Friday, November 25, 2022
BC Platforms (BCP), a global leader in healthcare data management and analytics, today announced that it has been chosen as key partner in a European Commission (EC) project. Under the EC’s Horizon Europe program*, Helsinki University Hospital (HUS), has been awarded a contract to lead a EURO 7 million (approx. USD 7.2 million) consortium project termed ONCOVALUE. BCP will work closely with HUS as a key delivery partner in this major EC project.
ONCOVALUE is an Artificial Intelligence-based framework which assesses, in real-time, real-life effectiveness of novel cancer therapies. It does this by standardising data processing in hospitals enabling them to efficiently measure the cost effectiveness of new cancer therapies for Health Technology Assessment (HTA) and regulatory purposes. BCP will aid in core aspects of the project, including creating the technical architecture and providing the data analysis, to ensure this technology can transform unstructured patient data from medical notes and images into structured data and real-world evidence (RWE) that clinicians can use in treatment management and with health regulatory and HTA bodies
Tero Silvola, CEO of BC Platforms, said, “This latest partnership with ONCOVALUE is part of our rapidly expanding Trusted Collaborative Environment solution. I’m proud our sophisticated healthcare data management and analytics products have been recognised by this significant, four-year, Horizon Europe project. By opening the door to widespread regulatory and HTA integration of real-world data, ONCOVALUE should lead to better, more environmentally sustainable therapies, technologies, and digital solutions for cancer care.”

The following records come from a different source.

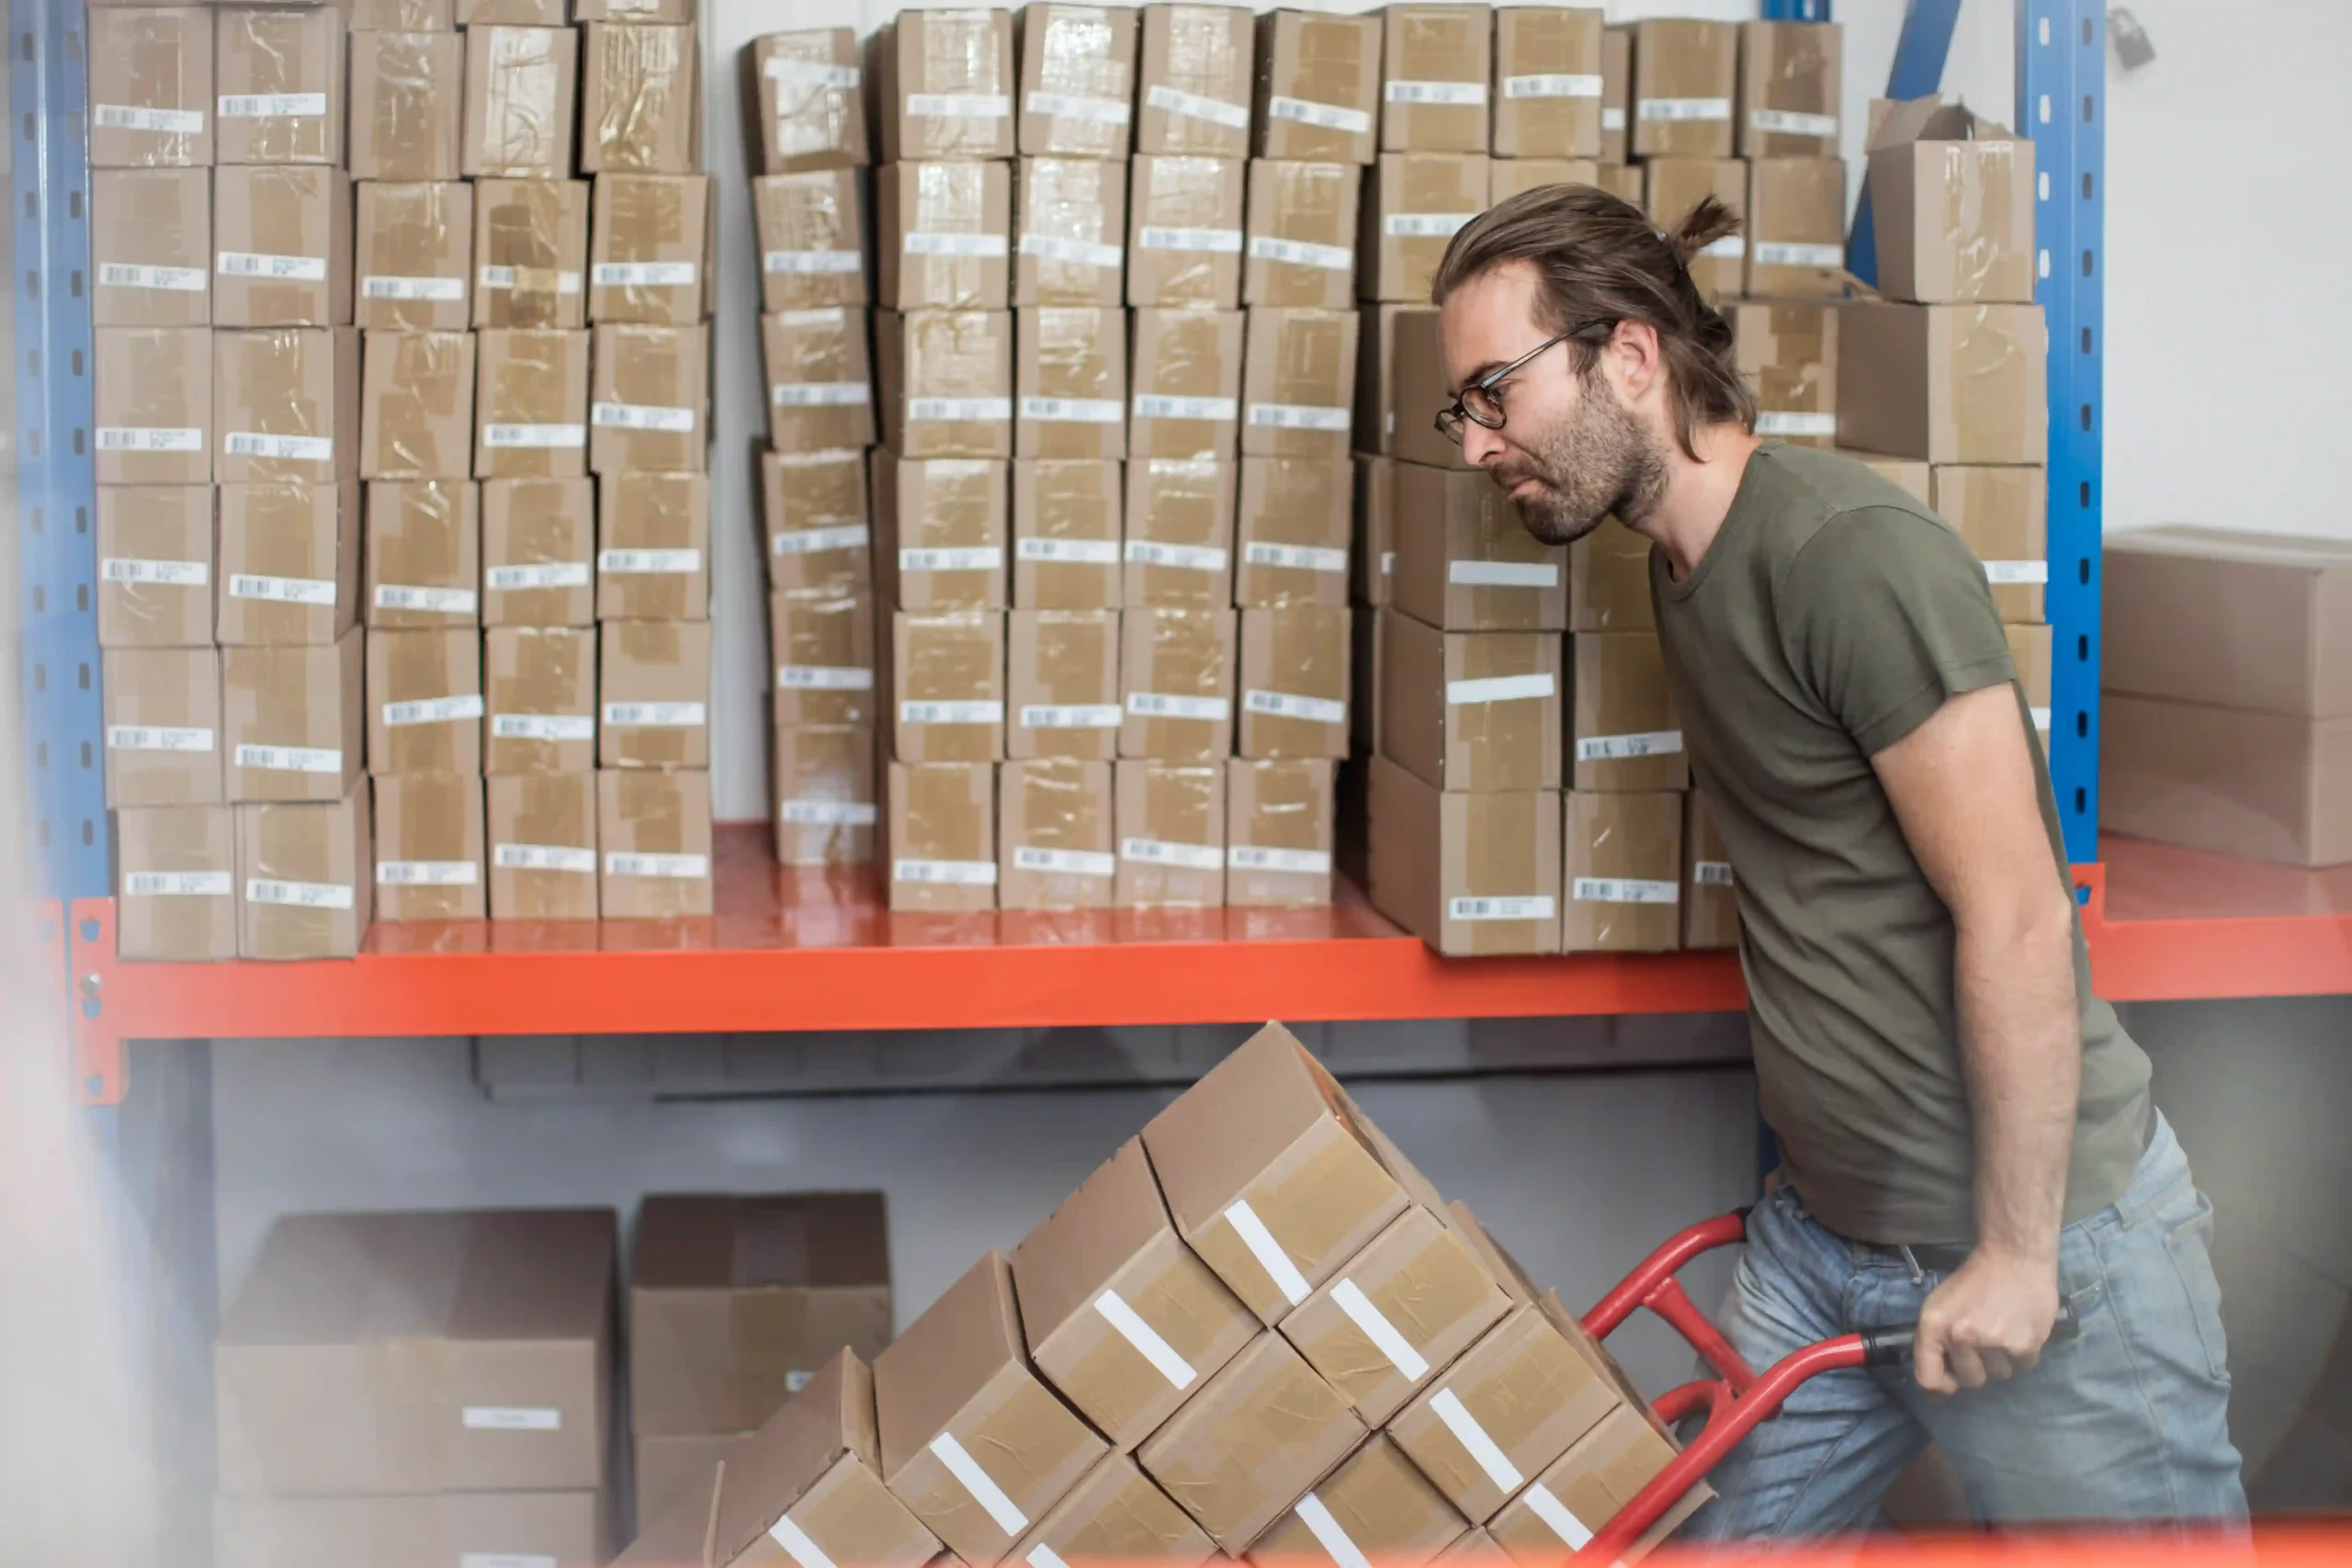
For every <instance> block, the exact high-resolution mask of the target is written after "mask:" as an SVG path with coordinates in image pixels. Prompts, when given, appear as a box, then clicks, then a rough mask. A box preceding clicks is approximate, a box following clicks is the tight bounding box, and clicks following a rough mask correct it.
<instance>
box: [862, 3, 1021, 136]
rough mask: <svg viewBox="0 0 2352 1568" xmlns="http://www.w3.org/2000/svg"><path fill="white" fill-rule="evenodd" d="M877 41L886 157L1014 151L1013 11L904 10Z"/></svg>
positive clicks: (876, 52) (883, 133) (875, 51)
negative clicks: (927, 11)
mask: <svg viewBox="0 0 2352 1568" xmlns="http://www.w3.org/2000/svg"><path fill="white" fill-rule="evenodd" d="M873 47H875V59H877V61H880V68H882V80H880V103H882V108H880V120H882V162H887V165H891V162H901V160H924V158H957V160H971V158H1011V155H1014V14H1011V12H1000V9H964V12H901V14H898V16H896V19H894V21H889V24H884V26H882V31H880V33H875V45H873Z"/></svg>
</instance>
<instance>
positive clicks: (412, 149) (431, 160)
mask: <svg viewBox="0 0 2352 1568" xmlns="http://www.w3.org/2000/svg"><path fill="white" fill-rule="evenodd" d="M463 139H466V40H463V38H461V35H459V33H449V31H442V33H365V31H355V33H353V35H350V176H353V179H362V181H367V179H409V181H416V179H456V176H459V143H461V141H463Z"/></svg>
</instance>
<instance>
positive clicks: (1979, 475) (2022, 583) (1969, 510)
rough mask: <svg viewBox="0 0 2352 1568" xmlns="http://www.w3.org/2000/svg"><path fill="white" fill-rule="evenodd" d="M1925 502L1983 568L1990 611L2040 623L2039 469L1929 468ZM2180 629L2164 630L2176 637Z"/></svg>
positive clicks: (1991, 468) (2040, 510) (2048, 574)
mask: <svg viewBox="0 0 2352 1568" xmlns="http://www.w3.org/2000/svg"><path fill="white" fill-rule="evenodd" d="M1929 501H1931V505H1933V510H1936V515H1938V517H1943V520H1945V522H1950V524H1952V527H1955V529H1959V536H1962V538H1966V541H1969V548H1971V550H1976V557H1978V559H1980V562H1985V581H1987V583H1990V585H1992V607H1994V609H1997V611H2002V621H2009V623H2039V621H2042V595H2044V585H2046V583H2049V581H2051V559H2049V557H2051V541H2049V484H2044V473H2042V470H2039V468H1959V465H1945V468H1931V470H1929ZM2178 630H2180V628H2169V635H2178Z"/></svg>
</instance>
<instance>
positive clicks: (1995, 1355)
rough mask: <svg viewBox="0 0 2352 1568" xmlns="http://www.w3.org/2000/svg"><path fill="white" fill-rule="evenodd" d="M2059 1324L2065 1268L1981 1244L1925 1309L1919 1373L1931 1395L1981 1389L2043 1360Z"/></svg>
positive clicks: (1913, 1346)
mask: <svg viewBox="0 0 2352 1568" xmlns="http://www.w3.org/2000/svg"><path fill="white" fill-rule="evenodd" d="M2056 1324H2058V1265H2056V1262H2053V1260H2049V1258H2018V1255H2011V1253H1999V1251H1992V1248H1985V1246H1978V1248H1976V1251H1973V1253H1969V1260H1966V1262H1964V1265H1959V1269H1957V1272H1955V1274H1952V1276H1950V1279H1945V1281H1943V1284H1940V1286H1936V1288H1933V1291H1931V1293H1929V1298H1926V1307H1922V1309H1919V1338H1917V1340H1915V1345H1912V1375H1915V1378H1917V1380H1919V1387H1922V1389H1926V1392H1929V1394H1957V1392H1959V1389H1980V1387H1985V1382H1987V1380H1999V1378H2009V1375H2011V1373H2023V1371H2025V1368H2030V1366H2032V1363H2034V1361H2039V1359H2042V1345H2046V1342H2049V1338H2051V1328H2053V1326H2056Z"/></svg>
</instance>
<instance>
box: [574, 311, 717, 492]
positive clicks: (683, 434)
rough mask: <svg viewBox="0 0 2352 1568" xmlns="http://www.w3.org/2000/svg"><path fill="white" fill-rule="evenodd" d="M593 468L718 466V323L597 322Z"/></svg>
mask: <svg viewBox="0 0 2352 1568" xmlns="http://www.w3.org/2000/svg"><path fill="white" fill-rule="evenodd" d="M590 334H593V339H595V346H593V350H590V381H588V470H590V473H595V475H616V473H644V470H659V473H706V470H708V468H710V327H623V324H614V322H597V324H595V327H590Z"/></svg>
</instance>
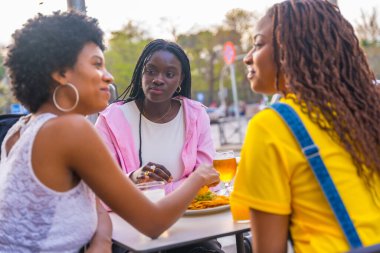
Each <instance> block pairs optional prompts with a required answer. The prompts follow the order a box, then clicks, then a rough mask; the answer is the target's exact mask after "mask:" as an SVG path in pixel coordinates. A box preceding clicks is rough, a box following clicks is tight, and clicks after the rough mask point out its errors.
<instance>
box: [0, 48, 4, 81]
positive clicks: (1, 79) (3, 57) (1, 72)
mask: <svg viewBox="0 0 380 253" xmlns="http://www.w3.org/2000/svg"><path fill="white" fill-rule="evenodd" d="M3 60H4V57H3V55H2V54H0V63H1V64H0V81H1V80H3V78H4V75H5V68H4V66H3Z"/></svg>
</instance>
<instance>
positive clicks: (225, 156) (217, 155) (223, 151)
mask: <svg viewBox="0 0 380 253" xmlns="http://www.w3.org/2000/svg"><path fill="white" fill-rule="evenodd" d="M213 165H214V168H215V169H216V170H217V171H219V173H220V180H221V181H222V182H223V184H224V189H225V191H224V195H227V196H229V195H230V184H231V181H232V179H233V178H234V176H235V173H236V167H237V163H236V159H235V154H234V152H233V151H232V150H228V151H222V152H216V155H215V158H214V161H213Z"/></svg>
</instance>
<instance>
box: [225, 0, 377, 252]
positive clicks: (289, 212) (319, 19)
mask: <svg viewBox="0 0 380 253" xmlns="http://www.w3.org/2000/svg"><path fill="white" fill-rule="evenodd" d="M244 62H245V64H246V65H247V68H248V74H247V77H248V79H249V81H250V85H251V88H252V90H253V91H255V92H258V93H264V94H274V93H281V94H282V95H283V98H282V100H281V103H284V104H285V105H287V106H289V107H290V108H292V109H293V110H294V111H295V112H296V114H297V115H298V117H299V118H300V119H301V121H302V122H303V124H304V125H305V127H306V129H307V131H308V132H309V134H310V136H311V138H312V139H313V140H314V142H315V144H316V146H317V147H319V155H320V156H321V158H322V160H323V162H324V164H325V165H326V168H327V170H328V173H329V174H330V176H331V178H332V181H333V183H334V184H335V187H336V188H337V191H338V192H339V195H340V196H341V199H342V201H343V203H344V205H345V207H346V209H347V212H348V213H349V216H350V217H351V219H352V221H353V225H354V227H355V228H356V231H357V233H358V235H359V237H360V239H361V241H362V243H363V245H373V244H376V243H379V242H380V236H379V235H380V190H379V189H380V180H379V176H380V156H379V154H380V128H379V125H380V94H379V91H378V90H377V89H376V85H374V82H373V80H375V76H374V74H373V72H372V71H371V70H370V68H369V66H368V62H367V60H366V57H365V55H364V53H363V51H362V49H361V48H360V47H359V41H358V39H357V37H356V36H355V33H354V29H353V28H352V26H351V25H350V23H349V22H348V21H347V20H346V19H345V18H344V17H343V16H342V15H341V13H340V11H339V9H338V7H337V6H335V5H333V4H331V3H329V2H328V1H324V0H302V1H298V0H290V1H284V2H281V3H278V4H275V5H274V6H273V7H271V8H270V9H269V10H268V12H267V13H266V15H265V16H264V17H263V18H262V19H261V20H260V21H259V22H258V24H257V26H256V30H255V34H254V46H253V48H252V50H251V51H250V52H249V53H248V54H247V55H246V57H245V58H244ZM231 202H232V206H233V207H234V206H235V207H239V208H244V209H245V210H250V211H249V213H250V219H251V226H252V231H253V249H254V252H255V253H260V252H266V253H267V252H286V247H287V239H288V232H289V231H290V234H291V237H292V239H293V242H294V249H295V252H345V251H348V250H349V244H348V242H347V241H346V239H345V235H344V233H343V232H342V229H341V228H340V227H339V224H338V221H337V219H336V218H335V216H334V213H333V211H332V209H331V207H330V206H329V203H328V201H327V200H326V198H325V196H324V194H323V192H322V189H321V187H320V186H319V185H318V181H317V179H316V177H315V176H314V174H313V171H312V169H311V167H310V166H309V163H308V160H307V159H306V158H305V156H304V154H303V152H302V151H301V148H300V147H299V145H298V143H297V141H296V138H295V137H294V135H293V134H292V132H291V131H290V129H289V128H288V126H287V125H286V123H285V121H284V120H283V119H282V118H281V117H280V116H279V115H278V114H277V113H276V112H275V110H271V109H266V110H263V111H262V112H260V113H259V114H257V115H255V117H254V118H252V120H251V121H250V123H249V125H248V129H247V135H246V138H245V142H244V144H243V148H242V152H241V160H240V163H239V169H238V173H237V176H236V179H235V188H234V191H233V193H232V197H231Z"/></svg>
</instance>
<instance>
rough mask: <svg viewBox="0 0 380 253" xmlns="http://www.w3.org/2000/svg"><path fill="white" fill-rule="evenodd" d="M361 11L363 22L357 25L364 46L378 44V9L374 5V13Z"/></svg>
mask: <svg viewBox="0 0 380 253" xmlns="http://www.w3.org/2000/svg"><path fill="white" fill-rule="evenodd" d="M360 11H361V22H360V23H358V24H357V26H356V32H357V34H358V37H359V38H360V40H361V42H362V45H363V46H369V45H373V44H376V43H377V42H378V41H379V39H380V27H379V24H378V22H377V18H378V14H377V9H376V8H375V7H373V9H372V13H371V14H369V15H368V13H365V12H364V11H363V10H360Z"/></svg>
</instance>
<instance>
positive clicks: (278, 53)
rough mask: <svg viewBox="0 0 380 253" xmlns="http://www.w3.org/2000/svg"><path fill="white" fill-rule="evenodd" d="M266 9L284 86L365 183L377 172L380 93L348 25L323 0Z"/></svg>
mask: <svg viewBox="0 0 380 253" xmlns="http://www.w3.org/2000/svg"><path fill="white" fill-rule="evenodd" d="M267 15H268V16H269V17H271V18H272V20H273V36H275V38H273V48H274V53H275V56H274V58H275V60H276V64H277V66H278V69H281V71H282V72H283V74H284V77H285V80H286V83H287V85H288V87H289V88H288V92H291V93H294V94H295V95H296V99H295V102H296V103H298V104H299V105H300V106H301V108H302V111H303V112H305V113H307V114H308V116H309V117H310V119H311V120H312V121H313V122H315V123H317V124H318V125H319V127H320V128H321V129H323V130H325V131H327V132H328V133H329V135H330V136H331V137H332V138H333V139H334V140H335V141H337V142H338V143H340V144H341V145H342V146H343V147H344V148H345V149H346V150H347V151H348V152H349V154H350V155H351V157H352V159H353V161H354V164H355V166H356V167H357V172H358V174H359V176H361V178H362V179H363V180H364V182H365V183H366V184H367V186H371V182H372V180H371V179H372V178H373V176H380V155H379V154H380V127H379V125H380V93H379V92H378V91H377V90H376V85H375V84H374V81H375V75H374V74H373V72H372V71H371V70H370V68H369V65H368V62H367V59H366V57H365V55H364V53H363V51H362V49H361V48H360V46H359V41H358V39H357V37H356V36H355V33H354V29H353V27H352V26H351V25H350V23H349V22H348V21H347V20H346V19H345V18H344V17H343V16H342V15H341V13H340V11H339V9H338V7H337V6H335V5H333V4H331V3H329V2H328V1H325V0H302V1H300V0H289V1H285V2H282V3H279V4H276V5H274V6H273V7H272V8H271V9H269V10H268V13H267Z"/></svg>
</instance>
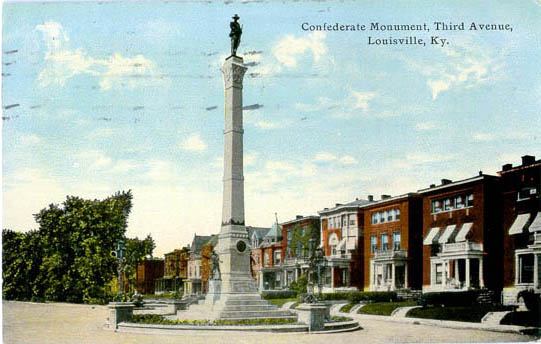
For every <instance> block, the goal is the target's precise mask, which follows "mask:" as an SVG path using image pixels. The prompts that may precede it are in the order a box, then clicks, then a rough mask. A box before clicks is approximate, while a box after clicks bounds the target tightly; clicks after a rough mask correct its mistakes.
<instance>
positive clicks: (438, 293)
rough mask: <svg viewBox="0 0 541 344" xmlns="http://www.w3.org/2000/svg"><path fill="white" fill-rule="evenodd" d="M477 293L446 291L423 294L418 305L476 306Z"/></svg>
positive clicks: (426, 293) (445, 305) (477, 291)
mask: <svg viewBox="0 0 541 344" xmlns="http://www.w3.org/2000/svg"><path fill="white" fill-rule="evenodd" d="M478 296H479V291H476V290H468V291H447V292H432V293H425V294H423V295H422V296H421V298H420V300H419V304H420V305H421V306H423V307H426V306H431V305H432V306H446V307H455V306H456V307H458V306H470V305H473V304H476V301H477V297H478Z"/></svg>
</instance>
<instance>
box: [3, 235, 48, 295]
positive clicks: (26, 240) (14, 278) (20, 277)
mask: <svg viewBox="0 0 541 344" xmlns="http://www.w3.org/2000/svg"><path fill="white" fill-rule="evenodd" d="M42 259H43V250H42V247H41V238H40V236H39V232H38V231H30V232H27V233H22V232H16V231H13V230H9V229H4V230H3V231H2V280H3V288H2V295H3V297H4V298H5V299H19V300H37V299H39V294H40V290H41V288H39V286H38V285H36V283H35V282H34V281H35V280H36V278H37V276H38V274H39V269H40V265H41V261H42Z"/></svg>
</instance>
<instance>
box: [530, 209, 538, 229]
mask: <svg viewBox="0 0 541 344" xmlns="http://www.w3.org/2000/svg"><path fill="white" fill-rule="evenodd" d="M534 216H535V219H534V220H533V222H532V224H531V225H530V228H529V230H530V232H541V211H540V212H538V213H537V214H535V215H534Z"/></svg>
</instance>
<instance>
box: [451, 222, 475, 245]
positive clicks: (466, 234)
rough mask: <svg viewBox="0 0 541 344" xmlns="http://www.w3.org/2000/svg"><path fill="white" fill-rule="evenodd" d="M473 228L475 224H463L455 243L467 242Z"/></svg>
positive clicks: (459, 231)
mask: <svg viewBox="0 0 541 344" xmlns="http://www.w3.org/2000/svg"><path fill="white" fill-rule="evenodd" d="M472 226H473V223H471V222H466V223H464V224H462V227H460V230H459V231H458V234H457V235H456V238H455V242H461V241H466V236H467V235H468V233H469V232H470V230H471V227H472Z"/></svg>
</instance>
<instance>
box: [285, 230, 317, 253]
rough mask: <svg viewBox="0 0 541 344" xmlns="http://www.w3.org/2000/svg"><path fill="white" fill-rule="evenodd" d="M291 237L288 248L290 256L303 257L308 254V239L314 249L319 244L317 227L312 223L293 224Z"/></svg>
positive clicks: (308, 243)
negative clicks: (306, 224) (289, 252)
mask: <svg viewBox="0 0 541 344" xmlns="http://www.w3.org/2000/svg"><path fill="white" fill-rule="evenodd" d="M291 231H292V237H291V241H290V244H289V249H290V252H291V254H292V256H295V257H305V256H308V255H309V250H310V240H312V242H313V245H314V247H312V250H315V249H316V247H317V245H318V244H319V229H318V228H316V227H315V226H314V225H313V224H310V225H308V226H304V227H301V226H300V225H299V224H297V225H295V226H294V227H293V228H292V229H291Z"/></svg>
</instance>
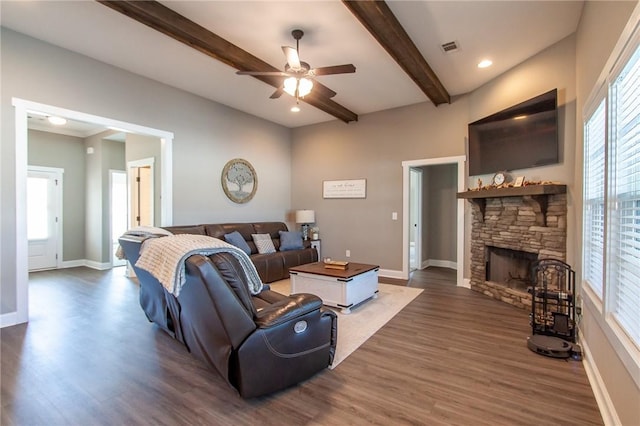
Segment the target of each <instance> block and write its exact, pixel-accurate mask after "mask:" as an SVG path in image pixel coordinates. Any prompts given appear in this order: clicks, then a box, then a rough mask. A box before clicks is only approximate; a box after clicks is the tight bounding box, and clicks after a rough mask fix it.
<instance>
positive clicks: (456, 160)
mask: <svg viewBox="0 0 640 426" xmlns="http://www.w3.org/2000/svg"><path fill="white" fill-rule="evenodd" d="M465 161H466V157H465V156H455V157H441V158H432V159H423V160H410V161H403V162H402V170H403V173H402V188H403V194H402V207H403V208H402V211H403V214H402V221H403V235H402V277H401V278H402V279H406V280H408V279H409V272H410V270H411V268H410V229H411V227H412V225H411V213H410V212H411V207H410V199H411V169H412V168H420V167H424V166H435V165H445V164H452V165H456V166H457V173H456V185H455V189H454V191H457V192H462V191H464V170H465V169H464V165H465ZM463 201H464V200H461V199H460V200H457V201H456V208H455V212H454V214H455V228H456V232H455V234H456V235H455V242H456V247H455V252H456V256H455V258H456V262H455V268H456V282H457V285H458V286H464V285H465V284H464V278H463V273H464V202H463Z"/></svg>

Johanna Mattson, HUS’s Senior Medical Director in Oncology, said, “ONCOVALUE aims to develop novel AI-based tools to automate the collection and analytics of clinical data. This will contribute to the increased cost-effectiveness and sustainability of European cancer care. Systematic collection and evaluation of patient reported outcomes should lead to improved health and well-being and should reduce the growing global burden of cancer treatment.”
The ONCOVALUE consortium is made up of eleven institutions and companies in Finland, The Netherlands, Denmark, Portugal, and Italy. Over the four-year project span, annually around 40,000 European patients will participate from hospitals in the consortium.